My question is, how can we be notified if a machine check is failing?

We’ve yet to fully understand our options in terms of logging and notifications, but at a minimum we’d like to know if the machine check above is failing.

Thoughts or suggestions greatly appreciated.

When a fly app crashes, it usually auto restarts. What is your nginx config? It should gracefully handle proxying to services that were restarted.

Hi @khuezy - thanks for the reply. I guess the problem then in our case is that our app still appears to be ‘up’ - since Nginx is still handling requests - even though the machine check is failing? I would have thought a failed check would be enough to auto-restart the app? Again - Nginx and Node.js are part of the same Docker container (and therefore Fly app).

Can I ask what the need for nginx is if it’s just a nodejs server on the same machine?

We use Nginx for short-ttl caching (the popular page scenario), security, redirects, custom rate limiting locations / routes and more. We’ve always put Nginx in front of our Node.js apps (even if rate limiting is off on multiple app instances). For larger projects we’d separate Nginx into a dedicated reverse proxy, but for smaller full-stack deploys, we create app instance containers that run Nginx/Node.js via supervisord.

I’d still recommend breaking the nginx server out to its own app to take advantage of the Fly proxy. If not, then this sounds like an nginx config issue if it’s unable to reconnect to the local node process right?
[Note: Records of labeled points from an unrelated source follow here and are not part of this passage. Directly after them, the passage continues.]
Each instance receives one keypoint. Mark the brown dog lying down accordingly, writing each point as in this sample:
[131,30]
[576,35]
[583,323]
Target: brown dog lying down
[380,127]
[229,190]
I appreciate the replies - but we’re not taking Nginx out of our standard Docker setup for full-stack apps. We have quite a bit of experience with this configuration, and it works well for us. The issue I believe is that a machine check failing on its own is not enough to restart the app at Fly.io - I think they’re looking for a failed app as well (non-zero exit, or stderr, or missing process 0 etc.) in addition to the failed check. I might be wrong, but we’ll look at it more closely. Ngnix is doing the right thing and returning an upstream proxy error - but it’s still running, and so as far as Fly.io is concerned the app is still up.

Then perhaps the problem is supervisord not restarting your nodejs app when it crashes.

1 Like

Oh my gosh you’re a star. That’s spot on. autorestart was set to false. Thank you!

1 Like

This topic was automatically closed 7 days after the last reply. New replies are no longer allowed.